The Bahamian dry forests are a tropical and subtropical dry broadleaf forest ecoregion in the Bahamas and the Turks and Caicos Islands, covering an area of 4900 km2. They are found on much of the northern Bahamas, including Andros, Abaco, and Grand Bahama, where they are known as coppices. Dry forests are distributed evenly throughout the Turks and Caicos.

==Whiteland coppice==
Whiteland coppices are shrubby forests that occur near the ocean. Vegetation occurring in whiteland coppice is able to withstand salt spray and rocky, calcareous soil. Trees that grow in whiteland coppices include cinnecord (Acacia choriophylla), brasiletto (Caesalpinia vesicaria), haulback tree (Mimosa bahamensis), autograph tree (Clusia rosea), manchineel tree (Hippomane mancinella), West Indian mahogany (Swietenia mahagoni), sea grape (Coccoloba uvifera), gumbo-limbo (Bursera simaruba), cabbage palmetto (Sabal palmetto), and poisonwood (Metopium toxiferum). The understory features snake bark (Colubrina arborescens) as well as cacti such as erect prickly pear (Opuntia stricta), Turk's cap cactus (Melocactus intortus), queen of the night (Selenicereus grandiflorus), and robin tree cactus (Pilosocereus polygonus).

==Blackland coppice==
Blackland coppice covers the interior of many of the islands, usually in elevated regions. For this reason some blackland coppice exists on hills entirely surrounded by forests of Caribbean pine (Pinus caribaea var. bahamensis).

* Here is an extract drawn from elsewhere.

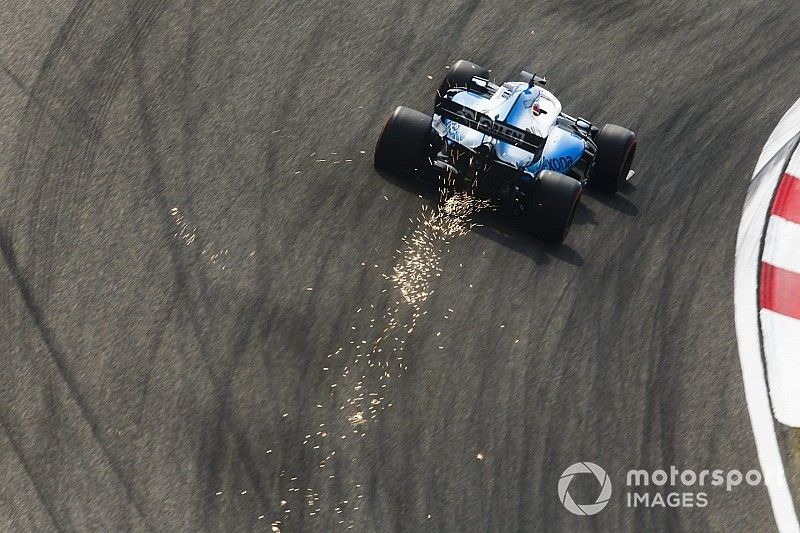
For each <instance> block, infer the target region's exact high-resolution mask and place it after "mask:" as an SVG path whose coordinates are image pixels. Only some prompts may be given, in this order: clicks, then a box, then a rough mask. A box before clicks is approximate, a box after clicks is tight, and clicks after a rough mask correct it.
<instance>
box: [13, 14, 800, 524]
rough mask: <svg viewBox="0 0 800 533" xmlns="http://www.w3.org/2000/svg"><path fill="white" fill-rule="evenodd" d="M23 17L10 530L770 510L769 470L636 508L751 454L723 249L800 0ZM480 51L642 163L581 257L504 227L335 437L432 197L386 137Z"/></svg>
mask: <svg viewBox="0 0 800 533" xmlns="http://www.w3.org/2000/svg"><path fill="white" fill-rule="evenodd" d="M0 18H1V20H0V28H2V31H1V32H0V38H2V48H1V50H2V55H0V60H2V69H3V74H2V75H0V91H1V94H2V102H3V106H2V108H0V140H2V142H0V165H2V166H1V167H0V168H2V174H0V177H1V178H0V232H1V234H0V238H1V241H0V244H1V245H2V257H3V264H2V268H1V269H0V306H2V307H0V309H1V310H2V320H0V339H2V353H3V357H2V364H3V370H2V372H0V428H2V431H0V476H1V477H2V483H0V528H2V529H13V530H29V529H63V530H89V529H100V530H118V529H131V530H154V529H155V530H198V529H208V530H249V529H260V530H269V528H270V524H271V523H272V522H273V521H274V520H281V521H282V522H281V527H282V528H283V529H284V530H286V531H300V530H307V531H327V530H336V529H337V528H344V527H347V526H348V525H352V526H353V529H354V530H358V531H395V530H397V531H399V530H403V531H425V530H440V531H490V530H491V531H513V530H540V529H547V530H573V531H574V530H628V531H634V530H637V531H643V530H654V529H676V530H677V529H684V530H707V529H721V530H731V531H756V530H770V529H774V527H775V526H774V520H773V518H772V514H771V510H770V506H769V500H768V497H767V492H766V490H765V489H764V488H763V487H758V488H744V487H743V488H740V489H737V490H733V491H731V492H726V491H724V490H722V489H712V490H709V491H708V492H709V505H708V507H706V508H703V509H697V508H695V509H679V510H664V509H646V510H643V509H638V510H634V509H630V508H627V507H626V506H625V503H624V499H623V493H622V487H621V485H622V482H623V480H624V473H625V471H627V470H628V469H630V468H649V469H656V468H662V467H668V466H669V465H673V464H674V465H677V466H679V467H681V468H693V469H697V470H699V469H702V468H721V469H734V468H736V469H741V470H747V469H750V468H758V461H757V458H756V454H755V447H754V442H753V436H752V432H751V429H750V423H749V420H748V417H747V409H746V405H745V399H744V395H743V389H742V383H741V377H740V373H739V365H738V357H737V351H736V343H735V333H734V322H733V299H732V289H733V268H734V267H733V265H734V261H733V254H734V247H735V240H736V230H737V226H738V221H739V216H740V213H741V206H742V202H743V200H744V197H745V193H746V188H747V183H748V177H749V175H750V174H751V173H752V169H753V167H754V165H755V162H756V159H757V157H758V155H759V151H760V149H761V146H762V145H763V143H764V142H765V141H766V138H767V137H768V135H769V133H770V132H771V131H772V128H773V127H774V126H775V124H776V123H777V121H778V120H779V119H780V117H781V115H782V114H783V112H784V111H785V110H786V109H788V108H789V106H790V105H791V104H792V103H793V102H794V101H795V100H796V99H797V95H798V86H800V84H799V83H798V81H800V80H798V77H799V76H800V74H798V71H797V69H796V68H795V67H796V65H797V64H798V62H800V47H798V43H797V28H798V27H800V9H798V7H797V3H796V1H794V0H776V1H774V2H769V3H768V4H763V3H761V2H745V1H739V2H730V1H722V0H720V1H707V0H706V1H696V2H688V3H687V2H678V1H661V2H650V1H607V2H602V3H599V2H598V3H593V5H592V6H587V3H586V2H579V1H555V2H534V3H531V2H503V3H499V2H477V1H447V2H432V3H428V2H425V3H410V2H392V3H389V2H375V1H370V2H366V1H364V2H361V1H343V2H335V3H334V2H305V3H295V2H284V3H274V2H263V1H258V2H200V1H183V2H181V1H147V2H136V1H129V2H92V1H89V0H86V1H81V2H79V3H78V4H74V3H71V2H60V1H48V2H38V1H37V2H33V1H30V2H28V1H19V0H10V2H6V3H5V4H3V6H2V7H0ZM459 58H467V59H471V60H473V61H475V62H478V63H480V64H483V65H485V66H487V67H489V68H492V69H493V74H496V75H497V76H498V78H504V77H505V76H510V75H515V74H516V73H517V72H518V71H519V70H521V69H522V68H526V69H528V70H533V71H536V72H540V73H544V74H546V75H547V76H548V77H549V78H550V80H551V83H550V84H549V85H548V88H550V89H551V90H553V91H554V92H555V93H556V94H557V95H558V96H559V97H560V98H561V100H562V102H563V103H564V106H565V111H567V112H569V113H572V114H577V115H581V116H586V117H588V118H590V119H592V120H594V121H595V122H597V123H604V122H615V123H619V124H623V125H626V126H629V127H631V129H634V130H635V131H637V133H638V135H639V141H640V145H639V152H638V155H637V161H636V164H635V168H636V170H637V181H636V184H635V186H634V187H632V188H630V189H628V190H627V191H626V192H625V193H624V194H623V195H621V196H619V197H615V198H607V197H604V196H601V195H598V194H594V193H590V194H587V195H585V196H584V200H583V207H582V208H581V211H580V212H579V214H578V215H577V220H576V226H575V227H574V228H573V232H572V233H571V235H570V237H569V238H568V241H567V243H566V244H565V245H564V246H563V247H561V248H557V249H555V248H551V247H546V246H544V245H542V244H540V243H539V242H537V241H535V240H533V239H530V238H528V237H526V236H525V235H523V234H520V233H519V232H517V231H515V230H514V229H513V228H514V227H513V225H512V224H509V223H508V222H507V221H505V220H504V219H502V218H501V217H497V216H495V215H482V216H481V220H480V221H481V223H483V224H485V226H484V227H480V228H476V229H475V230H474V231H472V232H470V233H469V234H467V235H466V236H463V237H459V238H456V239H453V240H452V241H451V242H450V243H449V245H447V246H446V249H445V250H444V251H443V253H442V258H441V263H440V265H439V267H440V268H441V272H440V273H439V274H440V275H439V276H438V277H435V278H434V279H433V280H432V285H431V287H432V288H433V289H434V291H435V292H434V294H432V295H431V296H430V298H429V299H427V300H426V301H425V302H424V304H423V306H422V309H423V312H426V314H424V315H423V316H421V317H420V319H419V320H418V322H417V324H416V327H415V328H414V330H413V331H412V332H411V333H404V334H403V336H402V339H401V340H403V341H404V345H405V355H404V357H405V365H406V366H407V367H408V368H407V370H405V372H404V373H403V375H402V376H400V377H395V376H392V377H391V378H387V379H386V380H385V381H381V382H380V383H388V384H389V386H388V387H387V388H386V391H385V393H384V394H383V398H384V399H383V400H382V401H383V404H382V406H384V405H386V404H387V403H391V404H392V405H391V406H390V407H386V408H385V409H383V410H382V411H380V416H378V417H377V418H375V419H374V420H372V419H370V420H369V422H367V423H366V424H363V425H361V426H359V428H358V429H359V431H361V432H362V433H364V436H363V437H359V436H358V435H355V434H351V435H349V438H348V439H340V440H339V439H336V440H330V439H329V441H327V442H326V443H324V444H323V445H322V448H321V449H320V450H313V449H312V448H311V447H310V446H309V445H308V444H306V445H303V444H302V442H303V441H304V440H306V439H305V436H306V434H312V433H316V432H317V431H318V428H319V427H320V426H319V424H320V423H328V424H329V427H330V426H333V427H334V428H336V431H339V430H341V431H345V430H346V429H347V423H342V413H341V412H340V411H339V409H338V405H339V403H338V402H339V400H341V398H339V397H338V396H337V394H339V393H338V392H337V391H336V390H335V389H332V388H331V385H332V384H334V383H344V382H347V383H349V384H350V385H352V383H351V382H349V381H348V379H350V378H346V379H344V380H343V381H341V380H340V376H341V374H342V373H343V372H346V371H345V370H344V369H343V366H344V363H343V362H341V361H338V362H337V360H336V358H328V357H327V355H328V354H330V353H332V352H333V351H334V350H336V348H337V347H339V346H344V347H347V346H348V343H349V342H350V340H354V339H356V340H357V341H358V339H366V338H371V337H370V335H372V332H371V331H370V330H369V328H368V324H369V320H370V319H372V318H376V317H377V318H376V320H377V321H378V322H380V320H382V319H381V317H380V312H379V310H380V309H385V308H387V307H391V305H392V302H394V301H395V300H397V299H398V295H397V294H395V291H394V289H393V288H392V286H391V284H390V283H389V282H388V281H387V280H386V279H384V277H383V276H382V274H386V273H391V271H392V266H393V265H394V263H395V261H396V259H395V258H394V256H396V255H397V253H396V250H397V249H398V248H400V247H401V244H402V243H401V239H402V237H403V236H404V235H406V234H408V233H409V232H410V231H411V230H412V229H413V228H414V223H413V222H410V221H409V218H415V217H417V216H418V215H419V214H420V212H421V209H422V207H423V206H430V205H431V202H432V201H433V200H432V199H431V196H430V195H425V194H423V197H422V198H420V196H418V194H417V192H419V191H416V190H414V189H413V188H410V187H404V186H400V185H399V184H398V183H396V182H393V181H391V180H387V179H384V178H382V177H381V176H379V175H377V174H376V172H375V171H374V170H373V168H372V164H371V154H372V148H373V145H374V141H375V139H376V136H377V134H378V132H379V130H380V128H381V126H382V124H383V121H384V119H385V117H386V116H387V115H388V113H389V112H390V111H391V110H392V109H393V108H394V107H395V106H396V105H398V104H404V105H408V106H411V107H414V108H417V109H420V110H425V111H428V112H429V111H430V109H431V106H432V100H433V98H432V95H433V91H434V90H435V86H436V84H437V82H438V79H439V78H440V77H441V76H442V74H443V73H444V65H447V64H450V63H452V62H453V61H455V60H456V59H459ZM428 76H431V77H432V78H433V79H429V77H428ZM362 151H364V152H365V153H362ZM332 152H336V153H335V154H332ZM317 159H325V160H326V161H319V162H318V161H317ZM336 161H338V163H337V162H336ZM297 171H300V173H299V174H298V173H296V172H297ZM384 197H385V198H384ZM176 209H177V211H175V210H176ZM183 224H187V225H188V226H186V227H184V226H183ZM195 228H196V229H195ZM176 234H177V235H176ZM191 234H194V235H195V238H194V239H192V238H191ZM203 250H206V251H205V253H204V252H203ZM215 254H219V255H215ZM362 263H364V264H363V265H362ZM375 265H377V267H376V266H375ZM223 266H224V267H225V268H224V269H223V268H222V267H223ZM309 289H313V290H309ZM370 305H373V306H374V309H373V308H372V307H370ZM360 308H361V309H362V311H360V312H356V311H357V310H358V309H360ZM370 313H371V314H370ZM352 328H355V329H352ZM439 332H441V334H440V335H438V336H437V333H439ZM517 341H519V342H517ZM440 346H441V347H442V348H441V349H440V348H439V347H440ZM323 367H327V368H329V371H327V372H326V371H324V370H323ZM367 378H368V381H369V380H371V381H370V382H369V383H367V385H368V386H370V387H375V386H377V384H378V383H379V381H377V377H376V376H375V375H374V374H368V375H367ZM351 381H352V380H351ZM348 386H349V385H348ZM317 405H321V406H322V407H316V406H317ZM284 415H285V416H284ZM334 433H335V432H334ZM336 436H338V433H336ZM783 438H784V442H787V441H791V439H792V438H794V439H796V438H797V437H796V435H795V436H794V437H793V436H791V435H784V436H783ZM323 451H324V453H325V455H327V454H329V453H330V451H337V453H338V457H340V458H343V459H341V460H339V459H337V461H338V463H335V464H332V465H330V466H329V468H327V469H325V468H322V469H321V468H319V463H320V454H321V453H323ZM478 454H481V456H480V457H481V458H478ZM791 454H792V452H791V451H789V452H787V468H789V469H790V471H792V472H794V474H792V475H793V476H794V481H793V482H794V486H795V487H797V486H798V485H797V477H796V472H797V465H798V463H797V458H796V457H794V458H793V457H790V456H791ZM581 460H585V461H593V462H596V463H598V464H600V465H602V466H603V467H604V468H605V469H606V470H608V472H609V474H610V475H611V478H612V479H613V480H614V482H615V483H616V484H615V489H617V492H616V493H615V495H614V496H613V499H612V502H611V503H610V504H609V506H608V507H607V508H606V509H605V510H604V511H602V512H601V513H600V514H598V515H596V516H595V517H592V518H586V517H575V516H572V515H571V514H569V513H567V512H566V511H565V510H564V508H563V507H562V506H561V504H560V502H559V500H558V495H557V493H556V486H557V483H558V479H559V476H560V474H561V472H562V471H563V470H564V469H565V468H566V467H567V466H568V465H570V464H572V463H574V462H576V461H581ZM282 472H283V475H282ZM331 475H334V477H333V478H331V477H330V476H331ZM292 477H296V478H297V479H296V480H292V479H291V478H292ZM293 488H297V489H298V490H297V491H292V490H290V489H293ZM309 488H310V489H312V490H311V492H312V493H314V494H316V495H317V496H316V497H317V498H318V500H317V502H318V503H317V502H315V505H312V506H308V505H307V504H306V502H305V501H304V497H305V494H306V491H307V489H309ZM575 490H578V489H577V488H576V489H575ZM586 490H587V494H591V493H592V491H596V487H594V488H592V487H588V488H587V489H586ZM218 493H221V494H218ZM359 496H361V497H359ZM282 499H283V500H286V501H287V503H286V504H284V505H283V506H281V504H280V500H282ZM344 500H353V501H355V500H358V502H359V504H358V507H359V509H358V510H354V509H353V507H354V505H353V503H352V501H350V502H349V503H348V504H341V502H342V501H344ZM337 506H340V510H342V511H343V512H342V513H341V514H339V513H337V512H336V510H335V507H337ZM287 508H289V509H290V512H289V513H286V512H285V510H286V509H287ZM316 508H319V509H320V511H319V512H317V513H315V514H314V515H310V514H309V513H310V512H313V511H314V509H316ZM260 516H263V517H264V518H262V519H259V517H260ZM339 520H342V521H343V524H338V522H339Z"/></svg>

Trees found within them include West Indian mahogany (Swietenia mahagoni), wild tamarind (Lysiloma latisiliquum), red cedar (Cedrela odorata), false mastic (Sideroxylon foetidissimum), horseflesh (Lysiloma sabicu), pigeon plum (Coccoloba diversifolia), Jamaican dogwood (Piscidia piscipula), gumbo-limbo (Bursera simaruba), and lancewood (Nectandra coriacea). Shaded by the canopy, plants such as satin leaf (Chrysophyllum oliviforme), Spanish stopper (Eugenia foetida), Bahama wild coffee (Psychotria ligustrifolia), Bahama strongbark (Bourreria succulenta), night-scented orchid (Epidendrum nocturnum), wormvine orchid (Vanilla barbellata), and potbelly airplant (Tillandsia paucifolia) grow in the understory.

==Rocky coppice==
Rocky coppice occurs on limestone outcroppings between mangroves and pineyards. These forests are often flooded at high tide. They are dominated by spiny black olive (Bucida molinetii), but Swietenia mahagoni and Cedrela odorata also grow within them.

==Fauna==
Fauna that reside within Bahamian dry forests includes the Bahaman funnel-eared bat (Natalus tumidifrons), rock iguanas (Cyclura spp.), the Bahamian hutia (Geocapromys ingrahami), and the Cuban amazon (Amazona leucocephala bahamensis).